= Declaration of Istanbul =

2008 declaration on organ transplant tourism

The Declaration of Istanbul is a document regarding human organ transplantation as a business. It was created at the Istanbul Summit on Organ Trafficking and Transplant Tourism held from 30 April to 1 May 2008 in Istanbul, Turkey. The Declaration clarifies the issues of transplant tourism, trafficking and commercialism, and provides ethical guidelines for practice in organ donation and transplantation. Since the creation of the declaration, over 100 countries have endorsed the principles. Some nations have subsequently strengthened their laws against commercial organ trade, including China, Israel, the Philippines, and Pakistan.

==History==
As a consequence of the widespread shortage of organs and the increasing ease of Internet communication, organ trafficking and transplant tourism have become global problems accounting for an estimated 10% of organ transplants that are performed annually around the world. Organ trafficking, transplant tourism and transplant commercialism threaten to undermine the ethics and legacy of transplantation worldwide because of the reality associated with these practices - the vulnerable in resource poor countries (such as the illiterate and impoverished, undocumented immigrants, prisoners, and political or economic refugees) are exploited as a source of organs for rich patient-tourists who are prepared to travel and can afford to purchase organs.

==The Istanbul Summit==
These unethical practices were the subject of a Summit convened in Istanbul from 30 April to 1 May 2008 by The Transplantation Society (TTS) and the International Society of Nephrology (ISN). The result of these deliberations was the Istanbul Declaration on Organ Trafficking and Transplant Tourism. The development of the Istanbul Summit and Declaration was derived from a direction by the World Health Assembly in 2004 as it adopted resolution WHA57.18 urging member states 'to take measures to protect the poorest and vulnerable groups from transplant tourism and the sale of tissues and organs, including attention to the wider problem of international trafficking in human tissues and organs'.

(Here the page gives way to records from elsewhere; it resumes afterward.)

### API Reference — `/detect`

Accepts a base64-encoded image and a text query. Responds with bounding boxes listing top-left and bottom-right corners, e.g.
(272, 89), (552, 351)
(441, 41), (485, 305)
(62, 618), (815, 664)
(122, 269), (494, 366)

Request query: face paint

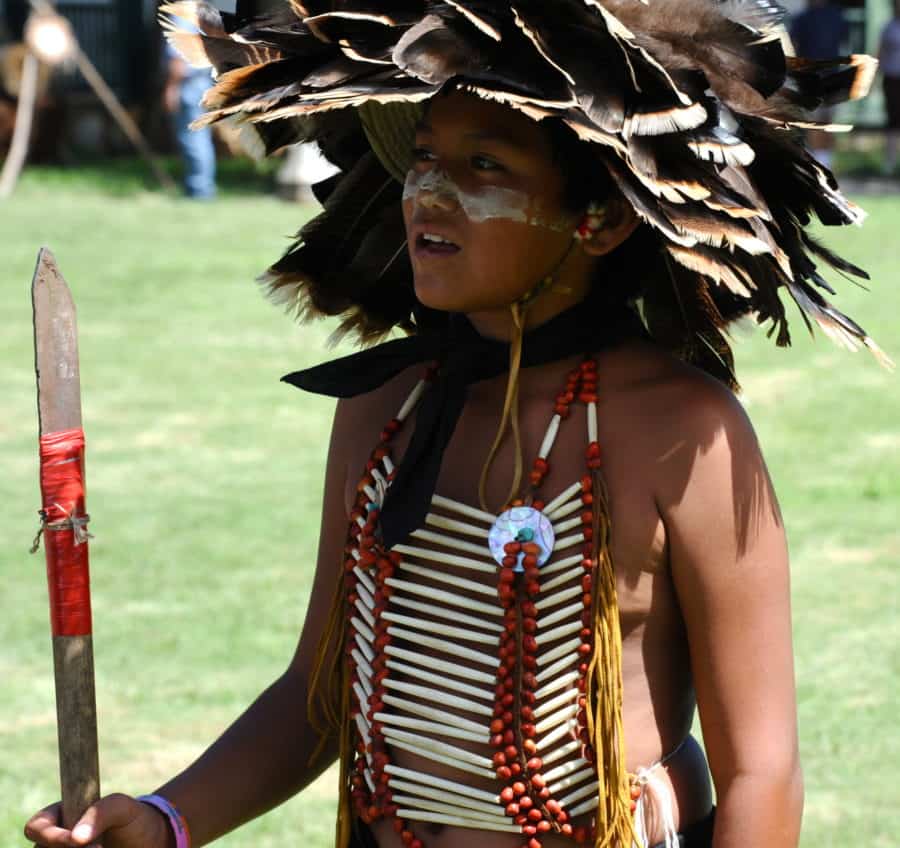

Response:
(403, 168), (572, 230)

==Content of the Declaration of Istanbul==
The Declaration emphasizes that organ trafficking and transplant tourism should be prohibited because they violate the principles of equity, justice and respect for human dignity. The Declaration asserts that because transplant commercialism targets impoverished and otherwise vulnerable donors, it leads inexorably to inequity and injustice and should also be prohibited.

Although the World Health Assembly 2004 resolution was unambiguous in its objection to trafficking and transplant tourism, a comprehensive description of these unethical practices was still needed. Organ trafficking, transplant tourism and transplant commercialism are now defined by the Declaration, and it provides principles of practice based on those definitions. The Istanbul Declaration distinguishes transplant tourism from travel for transplantation. Travel for transplantation is the movement of organs, donors, recipients or transplant professionals across jurisdictional borders for transplantation purposes. Travel for transplantation becomes transplant tourism if (1) it involves organ trafficking and/or transplant commercialism or; (2) if the resources (organs, professionals and transplant centers) devoted to providing transplants to patients from outside a country undermine the country's ability to provide transplant services for its own population.

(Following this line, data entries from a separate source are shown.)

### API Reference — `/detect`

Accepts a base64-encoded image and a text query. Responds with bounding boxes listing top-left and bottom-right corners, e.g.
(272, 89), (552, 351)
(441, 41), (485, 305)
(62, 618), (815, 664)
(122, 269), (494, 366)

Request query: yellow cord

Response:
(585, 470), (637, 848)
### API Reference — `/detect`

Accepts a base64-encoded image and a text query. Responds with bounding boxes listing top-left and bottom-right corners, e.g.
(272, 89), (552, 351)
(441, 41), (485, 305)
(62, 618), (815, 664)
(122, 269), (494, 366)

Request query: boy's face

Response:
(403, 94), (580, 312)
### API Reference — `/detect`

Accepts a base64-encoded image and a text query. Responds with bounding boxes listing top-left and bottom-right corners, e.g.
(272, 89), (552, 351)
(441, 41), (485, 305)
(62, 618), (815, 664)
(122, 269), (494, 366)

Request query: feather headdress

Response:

Not all recipients' travel to a foreign country to undergo transplantation is unethical. Travel for transplantation may be ethical if the following conditions are fulfilled:

For live donor transplantation:

(1) if the recipient has a dual citizenship and wishes to undergo transplantation from a live donor that is a family member in a country of citizenship that is not their residence;

(2) if the donor and recipient are genetically related and wish to undergo transplantation in a country not of their residence.

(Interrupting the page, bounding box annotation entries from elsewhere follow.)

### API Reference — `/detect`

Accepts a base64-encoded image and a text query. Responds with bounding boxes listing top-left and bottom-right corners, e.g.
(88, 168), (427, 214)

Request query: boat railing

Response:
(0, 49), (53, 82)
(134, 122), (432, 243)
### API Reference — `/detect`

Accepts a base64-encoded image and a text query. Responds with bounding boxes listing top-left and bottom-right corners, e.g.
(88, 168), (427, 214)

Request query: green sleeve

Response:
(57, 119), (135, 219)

For deceased donor transplantation:

(1) if official regulated bilateral or multilateral organ sharing programs exist between or among jurisdictions that are based on reciprocated organ-sharing programs among the jurisdictions.

== Updated edition ==

In 2010 the Declaration of Istanbul Custodian Group (DICG) was created; in 2018 the DICG carried out a consultation to update the Declaration. The 2018 edition revised key definitions and gave 11 principles of ethical transplantation.